本来の初日が中止になってたまたま持っていたチケットが初日になった12日、自分が相当くらった自覚があるのでさすがにまとめねばならぬと思いキーボードを叩いています。

 

stage.parco.jp

明治時代後期、ある田舎町に東京から若い教師の財前(福田)と山岡(辰巳)が赴任してくるところから物語は始まる。弁天町に向かう列車の中でふたりは芸者の小雪と出会い、また俗世にまみれた(?)弁天町の人々と出会い「清濁併せ呑む」ことの重要性を説かれたりする中で自分たちは迎合せず生きる!と誓うものの……という感じの話です。

 

 

※ここからゴリゴリにネタバレなので未観劇の方はご注意!!

あと半分くらい自分語りなので舞台の情報を得たい方には向いてないよ!

 

 

生きてるとたまに「そんなふうに生きられたらいいな〜」って私が空想するような人生をそのまま生きているような人に出会うことがある。多分私はそういう人への憧れがかなり強いタイプで、とても好ましく思いつつ、羨ましい妬ましいと思う気持ちと、私にはできないという気持ちの間で暴れだしそうになるのだが、この話の中では財前がまさにその「そんな風に生きられたらいいな〜」の人物にあたる。

自担にその感じの役やられて狂わないオタクおる?私は盛大に狂った。おまけに私何を隠そう自担に憧れる自担になりたいタイプのオタクである。完全に狂った。

 

実は芸者狂いでそのために生活をめちゃくちゃにしたことがあったために、物語の序盤では芸者にもまるでなびかずただただ志高くそのために生きてます!みたいな感じだった財前。他の教師たちにも迎合せず己を貫き、いろいろあって弁天町で出会った芸者・小雪に惚れて駆け落ち、最終的に心中してしまう。

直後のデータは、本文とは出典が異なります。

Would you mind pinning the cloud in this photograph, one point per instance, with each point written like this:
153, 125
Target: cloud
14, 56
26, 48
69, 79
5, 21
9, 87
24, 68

対照的に山岡は序盤でこそ財前と意気投合し己の思うように生きるぞ!と息巻いていたものの、財前が他の男と揉めて行方不明になった後急に周囲に同調し、そつなく暮らし始める。

セリフの言い回しは忘れてしまったけど、そこで山岡が「財前の意識の高さ自分には重荷だったと気付いた」というようなことを独白する。多分山岡は財前のことを本当に好きだったと思うし、一緒に過ごした時間も楽しかったのだと思う。それでも、どんなに財前を好ましく思っていて自分もそうありたいと思っても、重荷だったのだ。

財前が消えた後の山岡の暮らしは安定したものであったと思う。

 

財前が再び目の前に現れた時、もう進む道を違えてしまった2人は喧嘩になってもおかしくないし、実際そういうことになる話もよくある気がする。でも財前は山岡を責めないし山岡も財前を笑わない。2人が酒を酌み交わすこのシーンは本当に優しい。財前が山岡を弱者と責めても、山岡がいい加減現実を見ろと財前を諭しても多分私は自分と照らし合わせて客席で呻くことになる。

改行まで私の話になるので読み飛ばしてもらいたいのだけど、大学を出て、多分フリーランスになる道も個人事務所みたいな感じで働くことも全然できるデザイン職であえて一企業のインハウスを選択している。就活のタイミングでも、その後仕事が苦しい時でもフリーになる選択肢はあまり私の中にはなくて、ここで働くことが自分に合ってると思っているからそうしている。でも全然違うジャンルにぽーんと転職していった人、憧れの会社に入った人、仕事は仕事でこなしつつ自分の作品制作もコンスタントに続けている人、興味が湧いた他の分野を学び直している人、子育てをしている人など周囲には本当に色んな道を歩いている人がいて、自分はそのいずれにもなれず、多分ただ定年まで同じことをするのだろうなとつまらなく思うこともある。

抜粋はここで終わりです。